According to recent research by Consumer Reports,one million children were harassed, threatened, or subjected to other forms of cyberbullying on Facebook in the past year — and that’s just one social media site. Furthermore, the Federal Trade Commission (FTC) says 8 percent of the ID theft complaints in 2010 involved children.
Society has an obligation to protect our children and online safety for children should be a priority. We need a three-pronged approach to address this issue: policy changes; industry self-regulation; and more parental tools, monitoring and education.

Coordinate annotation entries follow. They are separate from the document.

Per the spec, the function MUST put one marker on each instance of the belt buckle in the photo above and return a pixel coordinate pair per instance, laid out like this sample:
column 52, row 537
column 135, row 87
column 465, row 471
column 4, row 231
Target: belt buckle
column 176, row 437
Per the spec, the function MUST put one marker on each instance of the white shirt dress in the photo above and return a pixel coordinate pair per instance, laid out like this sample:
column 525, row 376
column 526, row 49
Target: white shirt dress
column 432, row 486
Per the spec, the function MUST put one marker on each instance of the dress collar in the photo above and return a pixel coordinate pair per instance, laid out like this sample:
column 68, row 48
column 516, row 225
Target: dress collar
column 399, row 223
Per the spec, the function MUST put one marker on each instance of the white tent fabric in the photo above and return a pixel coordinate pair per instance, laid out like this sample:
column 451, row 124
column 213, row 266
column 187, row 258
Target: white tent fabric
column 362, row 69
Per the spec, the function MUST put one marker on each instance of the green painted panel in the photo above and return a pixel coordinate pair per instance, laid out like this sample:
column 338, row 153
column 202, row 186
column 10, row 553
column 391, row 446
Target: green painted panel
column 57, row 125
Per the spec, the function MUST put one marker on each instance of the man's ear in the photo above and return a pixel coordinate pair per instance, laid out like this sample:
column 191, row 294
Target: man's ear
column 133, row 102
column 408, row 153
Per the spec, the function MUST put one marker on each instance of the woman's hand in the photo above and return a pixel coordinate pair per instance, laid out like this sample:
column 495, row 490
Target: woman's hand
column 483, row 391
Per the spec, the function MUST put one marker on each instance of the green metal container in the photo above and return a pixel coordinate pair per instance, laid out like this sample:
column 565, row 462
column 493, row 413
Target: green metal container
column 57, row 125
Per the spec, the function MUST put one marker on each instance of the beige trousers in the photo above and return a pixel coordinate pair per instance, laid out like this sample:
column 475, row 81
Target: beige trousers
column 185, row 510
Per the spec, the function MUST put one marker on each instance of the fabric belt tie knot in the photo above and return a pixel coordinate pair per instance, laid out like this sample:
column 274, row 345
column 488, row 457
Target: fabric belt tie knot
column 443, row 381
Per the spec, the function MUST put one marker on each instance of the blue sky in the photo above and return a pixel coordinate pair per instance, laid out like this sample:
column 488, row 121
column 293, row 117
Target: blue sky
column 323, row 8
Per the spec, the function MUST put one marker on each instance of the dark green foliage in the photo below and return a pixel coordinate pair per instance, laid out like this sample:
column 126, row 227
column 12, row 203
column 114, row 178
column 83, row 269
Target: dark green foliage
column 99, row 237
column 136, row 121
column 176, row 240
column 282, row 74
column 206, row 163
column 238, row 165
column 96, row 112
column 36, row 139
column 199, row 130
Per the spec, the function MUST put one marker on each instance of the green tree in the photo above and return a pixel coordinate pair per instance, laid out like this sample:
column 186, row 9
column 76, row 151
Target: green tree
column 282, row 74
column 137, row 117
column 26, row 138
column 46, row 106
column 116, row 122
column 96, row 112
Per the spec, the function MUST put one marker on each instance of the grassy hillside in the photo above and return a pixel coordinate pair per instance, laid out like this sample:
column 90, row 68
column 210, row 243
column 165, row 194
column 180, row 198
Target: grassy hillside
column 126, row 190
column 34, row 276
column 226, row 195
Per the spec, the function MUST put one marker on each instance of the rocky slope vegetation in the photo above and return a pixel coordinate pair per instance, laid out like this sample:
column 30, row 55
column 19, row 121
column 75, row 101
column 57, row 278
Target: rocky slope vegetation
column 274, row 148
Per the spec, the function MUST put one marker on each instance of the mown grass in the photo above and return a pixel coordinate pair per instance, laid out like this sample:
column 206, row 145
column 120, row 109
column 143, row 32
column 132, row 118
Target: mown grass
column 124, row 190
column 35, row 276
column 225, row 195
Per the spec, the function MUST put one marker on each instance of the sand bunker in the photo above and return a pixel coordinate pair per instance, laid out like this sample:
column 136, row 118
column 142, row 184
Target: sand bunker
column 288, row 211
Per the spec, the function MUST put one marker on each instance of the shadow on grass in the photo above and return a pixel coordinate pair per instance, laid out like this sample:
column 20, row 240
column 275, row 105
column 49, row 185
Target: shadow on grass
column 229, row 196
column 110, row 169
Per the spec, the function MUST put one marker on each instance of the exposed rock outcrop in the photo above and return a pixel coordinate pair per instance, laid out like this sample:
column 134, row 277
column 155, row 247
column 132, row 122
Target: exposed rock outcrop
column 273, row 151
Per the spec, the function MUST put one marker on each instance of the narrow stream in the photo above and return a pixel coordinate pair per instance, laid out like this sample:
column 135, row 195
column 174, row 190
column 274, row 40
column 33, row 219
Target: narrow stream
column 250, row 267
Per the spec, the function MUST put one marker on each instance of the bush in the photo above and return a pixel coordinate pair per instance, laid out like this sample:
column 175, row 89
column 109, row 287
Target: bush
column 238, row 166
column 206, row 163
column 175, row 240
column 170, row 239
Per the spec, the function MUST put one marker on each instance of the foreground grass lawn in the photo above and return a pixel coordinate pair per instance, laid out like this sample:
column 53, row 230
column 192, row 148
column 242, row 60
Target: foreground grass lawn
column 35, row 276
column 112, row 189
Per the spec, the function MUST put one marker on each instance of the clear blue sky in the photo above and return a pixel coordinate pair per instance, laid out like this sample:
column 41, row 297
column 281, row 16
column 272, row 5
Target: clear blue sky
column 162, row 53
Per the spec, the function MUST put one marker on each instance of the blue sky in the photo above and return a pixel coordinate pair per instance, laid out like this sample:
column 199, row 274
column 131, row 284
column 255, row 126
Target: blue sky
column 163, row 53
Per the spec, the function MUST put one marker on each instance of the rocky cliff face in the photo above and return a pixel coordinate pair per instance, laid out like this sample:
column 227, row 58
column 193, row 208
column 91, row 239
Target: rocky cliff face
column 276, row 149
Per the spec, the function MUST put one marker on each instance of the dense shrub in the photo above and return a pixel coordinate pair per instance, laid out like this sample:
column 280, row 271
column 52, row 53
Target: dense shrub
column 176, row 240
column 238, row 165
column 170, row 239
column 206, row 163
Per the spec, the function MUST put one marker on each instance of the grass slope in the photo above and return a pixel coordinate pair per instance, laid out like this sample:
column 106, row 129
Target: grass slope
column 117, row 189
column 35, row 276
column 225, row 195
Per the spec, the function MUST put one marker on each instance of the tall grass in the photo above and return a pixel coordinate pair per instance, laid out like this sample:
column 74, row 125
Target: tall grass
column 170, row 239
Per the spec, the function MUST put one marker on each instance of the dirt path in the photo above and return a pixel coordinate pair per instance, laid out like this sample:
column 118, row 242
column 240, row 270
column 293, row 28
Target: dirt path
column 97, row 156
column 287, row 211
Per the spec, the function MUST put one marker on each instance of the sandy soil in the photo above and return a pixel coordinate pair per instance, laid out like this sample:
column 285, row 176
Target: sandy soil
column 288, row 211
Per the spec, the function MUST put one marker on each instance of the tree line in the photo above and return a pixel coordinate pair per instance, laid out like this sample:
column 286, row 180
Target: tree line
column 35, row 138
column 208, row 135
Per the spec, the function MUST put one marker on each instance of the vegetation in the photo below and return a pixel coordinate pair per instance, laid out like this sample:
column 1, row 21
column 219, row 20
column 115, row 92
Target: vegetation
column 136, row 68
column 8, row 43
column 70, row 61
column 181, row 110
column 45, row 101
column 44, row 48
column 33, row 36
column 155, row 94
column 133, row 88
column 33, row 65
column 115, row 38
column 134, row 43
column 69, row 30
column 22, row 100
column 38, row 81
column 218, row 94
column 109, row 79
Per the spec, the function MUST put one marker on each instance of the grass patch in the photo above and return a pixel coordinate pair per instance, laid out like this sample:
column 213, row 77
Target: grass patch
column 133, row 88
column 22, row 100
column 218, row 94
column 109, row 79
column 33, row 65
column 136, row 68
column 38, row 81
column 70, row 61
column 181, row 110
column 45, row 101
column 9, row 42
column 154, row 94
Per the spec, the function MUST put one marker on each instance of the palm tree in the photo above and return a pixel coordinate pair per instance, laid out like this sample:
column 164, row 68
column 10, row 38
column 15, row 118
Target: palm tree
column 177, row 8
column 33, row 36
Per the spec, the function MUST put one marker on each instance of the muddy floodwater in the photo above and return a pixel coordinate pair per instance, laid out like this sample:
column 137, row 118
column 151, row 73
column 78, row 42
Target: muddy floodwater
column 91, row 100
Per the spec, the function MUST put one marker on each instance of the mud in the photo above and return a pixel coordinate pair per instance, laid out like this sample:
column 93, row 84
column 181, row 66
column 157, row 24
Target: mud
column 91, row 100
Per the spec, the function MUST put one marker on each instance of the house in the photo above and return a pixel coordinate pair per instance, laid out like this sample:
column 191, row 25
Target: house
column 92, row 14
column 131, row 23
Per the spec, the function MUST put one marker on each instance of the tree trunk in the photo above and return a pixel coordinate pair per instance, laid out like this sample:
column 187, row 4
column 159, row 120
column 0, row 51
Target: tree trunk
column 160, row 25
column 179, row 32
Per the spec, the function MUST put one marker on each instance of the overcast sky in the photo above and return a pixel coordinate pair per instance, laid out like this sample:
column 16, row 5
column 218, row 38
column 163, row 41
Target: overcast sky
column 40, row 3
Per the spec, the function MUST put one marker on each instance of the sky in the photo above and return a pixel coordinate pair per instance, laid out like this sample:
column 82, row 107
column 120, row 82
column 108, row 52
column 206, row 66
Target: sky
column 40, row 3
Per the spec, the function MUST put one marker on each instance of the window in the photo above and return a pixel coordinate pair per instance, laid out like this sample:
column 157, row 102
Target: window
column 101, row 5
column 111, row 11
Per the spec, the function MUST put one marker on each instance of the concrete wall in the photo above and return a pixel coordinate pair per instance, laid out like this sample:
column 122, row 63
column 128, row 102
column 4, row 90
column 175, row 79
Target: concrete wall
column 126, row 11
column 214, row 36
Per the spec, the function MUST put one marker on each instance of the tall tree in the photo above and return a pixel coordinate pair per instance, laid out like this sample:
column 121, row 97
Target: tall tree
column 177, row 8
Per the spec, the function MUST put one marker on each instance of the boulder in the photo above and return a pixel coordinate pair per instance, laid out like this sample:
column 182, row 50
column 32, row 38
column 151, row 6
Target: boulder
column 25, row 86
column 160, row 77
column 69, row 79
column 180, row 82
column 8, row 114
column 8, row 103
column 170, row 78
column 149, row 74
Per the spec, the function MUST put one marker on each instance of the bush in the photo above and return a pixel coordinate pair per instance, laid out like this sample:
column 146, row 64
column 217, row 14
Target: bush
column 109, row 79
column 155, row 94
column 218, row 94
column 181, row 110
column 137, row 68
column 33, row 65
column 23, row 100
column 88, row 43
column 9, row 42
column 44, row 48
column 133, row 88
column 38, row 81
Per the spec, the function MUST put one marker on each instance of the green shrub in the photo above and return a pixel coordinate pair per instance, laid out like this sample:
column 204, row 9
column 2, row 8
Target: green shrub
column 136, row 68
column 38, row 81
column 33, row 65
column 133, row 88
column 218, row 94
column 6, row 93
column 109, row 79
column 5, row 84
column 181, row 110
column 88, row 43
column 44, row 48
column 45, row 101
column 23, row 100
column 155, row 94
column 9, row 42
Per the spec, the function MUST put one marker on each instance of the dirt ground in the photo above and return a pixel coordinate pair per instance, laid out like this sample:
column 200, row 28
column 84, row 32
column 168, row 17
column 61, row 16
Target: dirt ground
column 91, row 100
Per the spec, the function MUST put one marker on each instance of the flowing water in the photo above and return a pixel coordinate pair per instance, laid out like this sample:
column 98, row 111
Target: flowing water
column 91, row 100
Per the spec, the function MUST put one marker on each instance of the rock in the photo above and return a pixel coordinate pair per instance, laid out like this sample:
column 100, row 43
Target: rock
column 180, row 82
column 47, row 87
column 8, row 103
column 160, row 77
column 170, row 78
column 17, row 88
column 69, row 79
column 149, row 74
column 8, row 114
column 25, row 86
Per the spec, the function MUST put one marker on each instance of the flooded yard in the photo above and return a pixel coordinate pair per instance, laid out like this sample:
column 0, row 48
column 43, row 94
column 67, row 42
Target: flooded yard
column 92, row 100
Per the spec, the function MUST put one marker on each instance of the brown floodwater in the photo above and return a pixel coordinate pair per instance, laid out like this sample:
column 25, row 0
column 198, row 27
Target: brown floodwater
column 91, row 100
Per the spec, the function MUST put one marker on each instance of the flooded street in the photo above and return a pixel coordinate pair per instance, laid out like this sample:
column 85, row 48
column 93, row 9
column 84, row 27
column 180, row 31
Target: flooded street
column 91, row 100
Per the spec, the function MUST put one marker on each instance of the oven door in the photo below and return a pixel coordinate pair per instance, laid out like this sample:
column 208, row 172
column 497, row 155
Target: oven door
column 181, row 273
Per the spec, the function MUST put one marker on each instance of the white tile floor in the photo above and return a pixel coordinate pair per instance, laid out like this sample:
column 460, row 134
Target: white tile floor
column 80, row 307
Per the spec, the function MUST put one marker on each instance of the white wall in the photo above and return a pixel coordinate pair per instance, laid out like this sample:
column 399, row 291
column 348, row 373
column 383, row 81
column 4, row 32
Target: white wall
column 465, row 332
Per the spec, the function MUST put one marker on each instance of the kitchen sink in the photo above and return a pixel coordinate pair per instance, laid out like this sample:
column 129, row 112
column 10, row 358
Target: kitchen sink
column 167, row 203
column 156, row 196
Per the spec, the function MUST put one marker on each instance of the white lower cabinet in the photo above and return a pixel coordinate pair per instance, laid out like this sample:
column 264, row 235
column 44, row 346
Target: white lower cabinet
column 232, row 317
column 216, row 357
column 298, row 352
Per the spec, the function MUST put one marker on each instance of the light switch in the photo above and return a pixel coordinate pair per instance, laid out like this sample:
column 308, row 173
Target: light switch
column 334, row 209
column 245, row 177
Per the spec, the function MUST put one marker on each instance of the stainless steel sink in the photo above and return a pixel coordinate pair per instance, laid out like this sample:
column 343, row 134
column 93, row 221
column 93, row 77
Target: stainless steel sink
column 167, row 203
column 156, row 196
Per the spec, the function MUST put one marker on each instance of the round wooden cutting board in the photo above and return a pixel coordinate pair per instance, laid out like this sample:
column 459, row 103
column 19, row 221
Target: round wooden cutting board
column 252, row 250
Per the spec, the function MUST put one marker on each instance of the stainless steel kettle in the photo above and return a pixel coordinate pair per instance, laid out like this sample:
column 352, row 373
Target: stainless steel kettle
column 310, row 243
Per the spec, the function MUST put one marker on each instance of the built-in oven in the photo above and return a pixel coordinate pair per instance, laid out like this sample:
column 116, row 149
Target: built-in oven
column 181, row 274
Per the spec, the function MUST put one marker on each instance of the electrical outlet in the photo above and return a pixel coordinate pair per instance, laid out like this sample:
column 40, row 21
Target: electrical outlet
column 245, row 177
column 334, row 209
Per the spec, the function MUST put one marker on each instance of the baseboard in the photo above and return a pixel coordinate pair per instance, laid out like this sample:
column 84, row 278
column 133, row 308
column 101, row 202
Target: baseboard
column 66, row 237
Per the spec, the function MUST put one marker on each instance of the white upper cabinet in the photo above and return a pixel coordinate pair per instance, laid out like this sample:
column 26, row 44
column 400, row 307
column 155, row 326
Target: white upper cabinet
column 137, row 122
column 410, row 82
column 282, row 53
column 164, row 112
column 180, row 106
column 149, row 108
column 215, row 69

Current legislation being considered includes proposed amendments to the Children’s Online Privacy Protection Act (COPPA) by the FTC. COPPA has not been seriously updated since 1998 — only four years after the first browser was introduced to the marketplace. (That was back when you still needed an antenna on your car for your “car phone” to work.) In May, the Do Not Track Kidsbill (H.R. 1895) was introduced by Rep. Edward J. Markey (D-Mass.) and Rep. Joe Barton (R-Texas); it proposes barring websites outright from using kids’ data to target ads to them until they are 17. Debates continue about the appropriate age cut-off and exactly how this legislation would be enforced.